Developing a Compressed Object Detection Model based on YOLOv4 for Deployment on Embedded GPU Platform of Autonomous System

Latest CNN-based object detection models are quite accurate but require a high-performance GPU to run in real-time. They still are heavy in terms of memory size and speed for an embedded system with limited memory space. Since the object detection for autonomous system is run on an embedded processor, it is preferable to compress the detection network as light as possible while preserving the detection accuracy. There are several popular lightweight detection models but their accuracy is too low for safe driving applications.
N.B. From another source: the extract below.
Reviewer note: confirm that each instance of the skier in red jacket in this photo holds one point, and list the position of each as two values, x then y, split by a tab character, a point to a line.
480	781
Therefore, this paper proposes a new object detection model, referred as YOffleNet, which is compressed at a high ratio while minimizing the accuracy loss for real-time and safe driving application on an autonomous system. The backbone network architecture is based on YOLOv4, but we could compress the network greatly by replacing the high-calculation-load CSP DenseNet with the lighter modules of ShuffleNet. Experiments with KITTI dataset showed that the proposed YOffleNet is compressed by 4.7 times than the YOLOv4-s that could achieve as fast as 46 FPS on an embedded GPU system(NVIDIA Jetson AGX Xavier). Compared to the high compression ratio, the accuracy is reduced slightly to 85.8% mAP, that is only 2.6% lower than YOLOv4-s. Thus, the proposed network showed a high potential to be deployed on the embedded system of the autonomous system for the real-time and accurate object detection applications.